Fiscal Year 2018 Appropriations – Congressional leaders agreed to a 2-year budget deal which increases federal spending caps for defense and non-defense discretionary accounts for Fiscal Years 2018 and 2019. The increases for non-defense accounts are $63 billion and $68 billion, respectively. This allows Congress to avoid sequestration and negotiate spending bills to complete the FY2018 funding cycle – the budget deal included another continuing resolution through March 23, 2018.
Congressional Appropriators are currently dividing those additional funds amongst the various subcommittees – the most important for workforce development being Labor, HHS, Education Appropriations. Once those funds have been allocated, the staff will pull together a revised bill with increased funding levels.

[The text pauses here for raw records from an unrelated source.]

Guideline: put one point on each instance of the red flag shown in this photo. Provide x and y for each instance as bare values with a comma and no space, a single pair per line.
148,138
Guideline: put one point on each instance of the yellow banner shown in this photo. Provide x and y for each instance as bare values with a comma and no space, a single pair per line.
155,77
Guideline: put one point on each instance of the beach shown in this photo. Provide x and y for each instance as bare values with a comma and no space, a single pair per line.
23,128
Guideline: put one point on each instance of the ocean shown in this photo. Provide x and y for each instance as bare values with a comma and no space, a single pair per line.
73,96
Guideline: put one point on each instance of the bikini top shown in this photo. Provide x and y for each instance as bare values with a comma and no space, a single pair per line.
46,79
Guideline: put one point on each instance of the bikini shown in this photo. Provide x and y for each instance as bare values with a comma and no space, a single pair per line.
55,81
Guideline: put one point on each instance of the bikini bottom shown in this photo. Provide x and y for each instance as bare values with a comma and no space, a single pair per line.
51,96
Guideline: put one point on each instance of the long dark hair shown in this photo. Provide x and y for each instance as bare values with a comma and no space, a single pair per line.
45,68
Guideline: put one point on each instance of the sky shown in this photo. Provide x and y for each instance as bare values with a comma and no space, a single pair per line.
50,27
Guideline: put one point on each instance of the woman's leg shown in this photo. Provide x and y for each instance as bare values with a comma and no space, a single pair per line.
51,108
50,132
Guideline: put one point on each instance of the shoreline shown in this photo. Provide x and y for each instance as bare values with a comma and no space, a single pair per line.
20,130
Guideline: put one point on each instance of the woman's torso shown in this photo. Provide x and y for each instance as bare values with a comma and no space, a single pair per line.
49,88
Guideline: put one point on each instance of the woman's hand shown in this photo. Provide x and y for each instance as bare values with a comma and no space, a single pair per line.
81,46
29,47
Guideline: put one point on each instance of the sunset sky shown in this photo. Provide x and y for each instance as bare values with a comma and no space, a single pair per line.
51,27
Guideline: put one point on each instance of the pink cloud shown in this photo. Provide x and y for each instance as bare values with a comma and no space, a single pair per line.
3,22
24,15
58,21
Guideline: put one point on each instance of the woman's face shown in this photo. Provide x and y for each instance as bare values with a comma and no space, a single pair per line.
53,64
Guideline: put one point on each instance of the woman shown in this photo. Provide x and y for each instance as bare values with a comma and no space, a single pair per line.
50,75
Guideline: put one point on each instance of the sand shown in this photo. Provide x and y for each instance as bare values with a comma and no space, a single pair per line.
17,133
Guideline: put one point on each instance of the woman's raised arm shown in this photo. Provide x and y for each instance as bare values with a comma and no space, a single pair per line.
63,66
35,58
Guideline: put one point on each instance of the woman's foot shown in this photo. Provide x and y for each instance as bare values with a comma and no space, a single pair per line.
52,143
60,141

CWA and our national partners hves submitted a letter to congressional appropriators urging them to fund WIOA titles at fully authorized levels for FY2018 and we have a request out to local workforce boards to do the same with their congressional representatives. Letters signed by Workforce Board Chairs are critical and timely – debate on the broader spending package is expected to begin before the March 23rd CR deadline.
Following the budget cap deal, the Trump Administration issued an amendment to their FY2018 budget request. Previously, the request included significant cuts to WIOA Title I (40%) and other priorities like Adult Education, and CTE State Grants. The amendment restored funding for these programs to current FY2017 levels. This is a signal that the administration views these programs as a worthy investment given the increased budget authority.

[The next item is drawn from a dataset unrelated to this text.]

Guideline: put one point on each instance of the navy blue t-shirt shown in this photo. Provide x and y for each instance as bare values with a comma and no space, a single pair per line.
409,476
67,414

Fiscal Year 2019 Trump Administration Budget – The Trump Administration released its FY2019 Budget proposal in mid-February and it again included drastic cuts to WIOA, Adult Education, CTE and other programs. However, that same day, the Administration released another amendment given the budget deal for FY2019 and restored funding again to current FY2017 levels.
The Trump Administration budget is mostly a political document and it was generally a mixed bag. The initial signal of disinvestment in WIOA was expected but the addendum restoring funding was unknown given the budget deal.

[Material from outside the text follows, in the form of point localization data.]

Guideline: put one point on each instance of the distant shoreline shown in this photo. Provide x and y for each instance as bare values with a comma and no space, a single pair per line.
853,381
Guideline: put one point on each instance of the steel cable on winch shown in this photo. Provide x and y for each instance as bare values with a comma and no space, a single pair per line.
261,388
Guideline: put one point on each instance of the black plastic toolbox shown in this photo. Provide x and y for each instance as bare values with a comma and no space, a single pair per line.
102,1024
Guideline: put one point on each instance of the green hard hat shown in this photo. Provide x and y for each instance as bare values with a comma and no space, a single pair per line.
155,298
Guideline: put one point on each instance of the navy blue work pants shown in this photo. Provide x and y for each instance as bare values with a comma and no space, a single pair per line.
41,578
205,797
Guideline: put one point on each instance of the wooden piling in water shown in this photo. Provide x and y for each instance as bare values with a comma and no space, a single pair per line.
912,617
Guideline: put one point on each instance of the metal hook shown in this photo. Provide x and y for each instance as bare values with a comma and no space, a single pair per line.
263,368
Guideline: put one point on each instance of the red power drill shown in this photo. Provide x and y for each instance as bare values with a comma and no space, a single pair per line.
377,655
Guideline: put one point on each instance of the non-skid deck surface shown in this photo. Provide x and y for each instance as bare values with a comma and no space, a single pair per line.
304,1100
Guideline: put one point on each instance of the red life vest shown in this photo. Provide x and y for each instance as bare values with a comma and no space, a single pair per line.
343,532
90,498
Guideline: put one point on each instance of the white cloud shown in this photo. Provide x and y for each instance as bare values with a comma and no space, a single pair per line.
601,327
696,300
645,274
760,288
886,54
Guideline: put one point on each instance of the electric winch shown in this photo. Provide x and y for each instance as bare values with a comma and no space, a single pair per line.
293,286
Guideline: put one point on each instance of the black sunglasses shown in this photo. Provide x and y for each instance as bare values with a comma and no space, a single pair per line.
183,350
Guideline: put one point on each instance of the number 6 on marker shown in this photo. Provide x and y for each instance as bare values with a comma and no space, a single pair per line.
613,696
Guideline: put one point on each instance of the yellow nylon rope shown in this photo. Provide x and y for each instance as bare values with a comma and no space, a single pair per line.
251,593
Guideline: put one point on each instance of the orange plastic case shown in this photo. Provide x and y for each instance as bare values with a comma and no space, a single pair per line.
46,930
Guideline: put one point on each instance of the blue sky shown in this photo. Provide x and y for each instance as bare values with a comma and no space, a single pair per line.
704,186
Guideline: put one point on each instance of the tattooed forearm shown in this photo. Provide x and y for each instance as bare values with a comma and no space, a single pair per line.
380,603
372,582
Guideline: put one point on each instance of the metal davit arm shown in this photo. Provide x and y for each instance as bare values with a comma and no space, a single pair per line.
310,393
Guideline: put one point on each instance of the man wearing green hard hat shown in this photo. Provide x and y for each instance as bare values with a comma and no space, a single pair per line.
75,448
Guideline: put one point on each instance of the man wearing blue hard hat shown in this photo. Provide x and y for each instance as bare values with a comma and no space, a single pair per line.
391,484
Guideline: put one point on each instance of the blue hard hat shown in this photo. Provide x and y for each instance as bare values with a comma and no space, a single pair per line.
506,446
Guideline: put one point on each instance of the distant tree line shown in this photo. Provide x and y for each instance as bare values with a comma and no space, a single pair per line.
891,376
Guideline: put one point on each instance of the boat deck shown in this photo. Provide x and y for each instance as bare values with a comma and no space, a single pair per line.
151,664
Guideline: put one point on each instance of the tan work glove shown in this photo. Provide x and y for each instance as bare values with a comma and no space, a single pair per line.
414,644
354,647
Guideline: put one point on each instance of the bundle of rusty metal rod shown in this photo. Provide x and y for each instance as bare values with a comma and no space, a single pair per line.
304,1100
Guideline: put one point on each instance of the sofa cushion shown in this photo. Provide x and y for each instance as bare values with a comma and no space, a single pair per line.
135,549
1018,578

One key piece of the FY2019 budget is that it explicitly said that the Secretaries of Labor and Education continue to work on a consolidation plan for workforce development programs across the federal government. That could be released in early-to-mid March 2018 and we will be watching that closely.
Fiscal Year 2019 Appropriations – Appropriators will be working intensely on the remaining FY2018 appropriations bills until the March 23rd deadline but will immediately turn to FY2019 once that is completed. The deadline for the committee to receive congressional member requests for Labor, HHS accounts is March 19, 2018. Many offices will set internal deadlines about 7-10 days before that so we will begin outreach as we complete those requests.
This budget deal gives appropriators their top-line funding numbers for FY2019 so it should be an ‘easier’ cycle but there are many factors outstanding including the 2018 midterms. That could certainly complicate this process moving forward.
White House Meeting – During the National Skills Summit in DC, CWA met with White House staff who is directing the workforce policy/spending portfolio for the Administration. She was asking pointed questions around federal funding and policy/regulatory changes needed to ensure more money was going in to training.